Here’s the Conclusion:
The high proportion of deaths in all centres following
withdrawal of life-sustaining therapy,
specifically in the early phase of care, is concerning
when placed in the context of limited
ability to accurately determine prognosis for
patients with severe traumatic brain injury. Our
study highlights the need for high-quality re –
search to better inform decisions to stop life –
sustaining treatments for these patients. However,
our study was not intended to compare the
quality of hospitals based on differences in care
practices and mortality after traumatic brain
injury. We therefore have not publicly linked
hospital names to outcome data to avoid the
potential for drawing spurious inferences about
the quality of care.24 (Emphasis added.)Despite our robust analysis, observed differences
in adjusted mortality across centres may
still represent residual confounding by unmeasured
factors.25 Furthermore, some patients may
consider death to be a preferable outcome to living
in a permanent vegetative state or coma. In
such situations, withdrawal of life-sustaining
therapies may be the most acceptable option of
care for families, relatives and medical teams
according to patients’ wishes and the philosophy
of care. However, caution is warranted regarding
prognostication and early withdrawal of life –
sustaining therapy following severe traumatic
brain injury before accurate and clinically useful
prognostic tests and models are available. (Emphasis added.)
As I said before, I welcome other readers to dig into the study and share reactions and insights here. –Stephen Drake
Stephen, I wanted to express my appreciation for sharing this. I am extremely frightened by the way that many of us (PWD) are now having our lives shortened so that our organs can be harvested for those who are considered more valuable to society. It brings up the issue of the hierarchy that exists even within the population of disabled people. If a donated organ would give someone the opportunity to live longer, is it ethical to take it knowing that it was only available because another life was shortened/ended?

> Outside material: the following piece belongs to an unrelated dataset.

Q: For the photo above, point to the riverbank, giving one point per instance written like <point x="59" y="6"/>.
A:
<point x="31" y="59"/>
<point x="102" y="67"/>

Thanks for digging in on this. While this implication was not drawn out in the article, the significant variability in practice MAY BE influenced not just by different medical training but also by differences in provider bias and prejudice.
Bint –
There are a large number of serious ethical questions in terms of transplant practices – both current ones and ones that are being proposed. You can search the blog for some previous entries dealing with transplantation – and there will be more in the future.
To Thaddeus Pope – I think the authors were very careful not to cite any specific factors so as not to offend or upset participating medical professionals more than the fact of great variability would already. It reminded me of the Neurology article citing the lack of adherence to AAN criteria for determining brain death. The authors did everything possible to avoid saying “some of you have killed people who weren’t really dead.”
I think there’s another possible factor at work at the hospitals with the high rates of early withdrawal. I’ll email you an article tomorrow that I just ordered today.